Dans les années 80 et au début des 90, Nintendo règne en maître. La NES puis la Super Nintendo dominent le marché mondial, portées par des licences maison comme Mario, Zelda ou Metroid, mais aussi par un soutien massif des éditeurs tiers. Square, Capcom, Konami, Namco… tous publient leurs hits sur les consoles de Kyoto. Le Japon est alors le centre névralgique du jeu vidéo, et Nintendo son chef d’orchestre.

Le divorce des années 90 : quand un CD change tout

Mais à l’aube du virage technologique, tout bascule. Alors que le marché se tourne vers le CD-ROM, Nintendo choisit de rester fidèle à la cartouche pour sa future Nintendo 64. Ce choix, motivé par la rapidité d’accès et la lutte contre le piratage, s’avère coûteux : les cartouches sont plus chères à produire, limitées en stockage, et peu flexibles pour les développeurs. Résultat : les tiers migrent vers des plateformes plus ouvertes.

• Square Enix abandonne Nintendo pour sortir Final Fantasy VII sur PlayStation.

• Namco installe Tekken chez Sony.

• Capcom multiplie ses succès sur PS1 avec Resident Evil, Dino Crisis, Street Fighter Alpha.

L’ironie de l’histoire, c’est que Sony devait initialement être partenaire de Nintendo pour développer un lecteur CD pour la Super NES. L’accord capote brutalement, Nintendo annonce un partenariat avec Philips dans le dos de Sony, et ce dernier se venge en lançant sa propre console en 1994. La PlayStation, centrée sur le CD, devient un raz-de-marée mondial.

Ce “divorce” des années 90 marque le point de départ d’un duel larvé avec Sony qui plane encore aujourd’hui… et qui résonne jusque dans la confrontation Switch 2 vs PlayStation 5.

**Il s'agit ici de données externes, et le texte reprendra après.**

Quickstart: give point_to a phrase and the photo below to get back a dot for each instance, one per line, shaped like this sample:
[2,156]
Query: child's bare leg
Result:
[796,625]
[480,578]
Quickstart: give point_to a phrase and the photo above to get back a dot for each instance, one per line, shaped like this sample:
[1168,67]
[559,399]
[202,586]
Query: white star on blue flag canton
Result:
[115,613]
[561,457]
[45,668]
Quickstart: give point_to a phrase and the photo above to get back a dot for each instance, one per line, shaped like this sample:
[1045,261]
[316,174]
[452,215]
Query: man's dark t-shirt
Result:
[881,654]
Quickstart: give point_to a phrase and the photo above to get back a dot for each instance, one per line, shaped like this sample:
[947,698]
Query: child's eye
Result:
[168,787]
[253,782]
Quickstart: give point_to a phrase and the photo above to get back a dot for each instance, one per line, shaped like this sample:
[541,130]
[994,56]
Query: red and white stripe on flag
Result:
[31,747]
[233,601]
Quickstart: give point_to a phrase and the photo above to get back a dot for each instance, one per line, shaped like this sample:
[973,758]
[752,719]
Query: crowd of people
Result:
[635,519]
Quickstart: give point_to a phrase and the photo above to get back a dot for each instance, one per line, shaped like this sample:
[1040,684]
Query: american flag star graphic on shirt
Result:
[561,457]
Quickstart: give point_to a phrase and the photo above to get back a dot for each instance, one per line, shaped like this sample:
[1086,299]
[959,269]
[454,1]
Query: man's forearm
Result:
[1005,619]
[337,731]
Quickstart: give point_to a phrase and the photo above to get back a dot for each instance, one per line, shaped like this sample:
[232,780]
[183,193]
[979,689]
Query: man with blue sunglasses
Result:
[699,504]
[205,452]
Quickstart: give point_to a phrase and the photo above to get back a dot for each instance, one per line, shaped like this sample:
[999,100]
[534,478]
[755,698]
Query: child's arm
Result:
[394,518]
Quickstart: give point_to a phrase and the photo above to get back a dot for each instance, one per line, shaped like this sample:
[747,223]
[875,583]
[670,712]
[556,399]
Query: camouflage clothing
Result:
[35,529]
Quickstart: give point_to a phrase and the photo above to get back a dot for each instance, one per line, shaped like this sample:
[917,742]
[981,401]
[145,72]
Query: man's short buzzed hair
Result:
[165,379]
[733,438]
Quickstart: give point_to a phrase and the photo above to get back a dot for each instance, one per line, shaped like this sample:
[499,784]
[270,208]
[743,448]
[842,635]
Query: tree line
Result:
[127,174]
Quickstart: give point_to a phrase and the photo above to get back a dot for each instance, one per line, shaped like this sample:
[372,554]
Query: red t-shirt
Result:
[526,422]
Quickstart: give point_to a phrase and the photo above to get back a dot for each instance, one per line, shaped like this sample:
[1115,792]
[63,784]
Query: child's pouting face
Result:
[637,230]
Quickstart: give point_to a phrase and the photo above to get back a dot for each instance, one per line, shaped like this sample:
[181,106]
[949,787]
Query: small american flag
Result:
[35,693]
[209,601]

GameCube, Wii, Wii U : l’isolement se confirme

Nintendo tente de regagner du terrain avec la GameCube (2001). Le mini-DVD, une architecture plus ouverte, et même les “Capcom Five” (dont Resident Evil 4) devaient symboliser un retour des AAA. Mais face à la toute-puissante PS2, l’initiative fait long feu. Les ventes sont modestes (22M d’unités), les tiers restent prudents, et la console peine à s’imposer comme plateforme principale.

Avec la Wii (2006), Nintendo change de stratégie. Il séduit le grand public avec une console accessible, centrée sur le motion gaming. Succès colossal : plus de 101M d’unités vendues. Mais sa puissance limitée empêche l’accueil des gros AAA. La Wii devient le royaume des party games, des jeux familiaux, et des productions internes. Les tiers s’adaptent mal à la Wiimote, et les portages sont rares ou fortement dégradés.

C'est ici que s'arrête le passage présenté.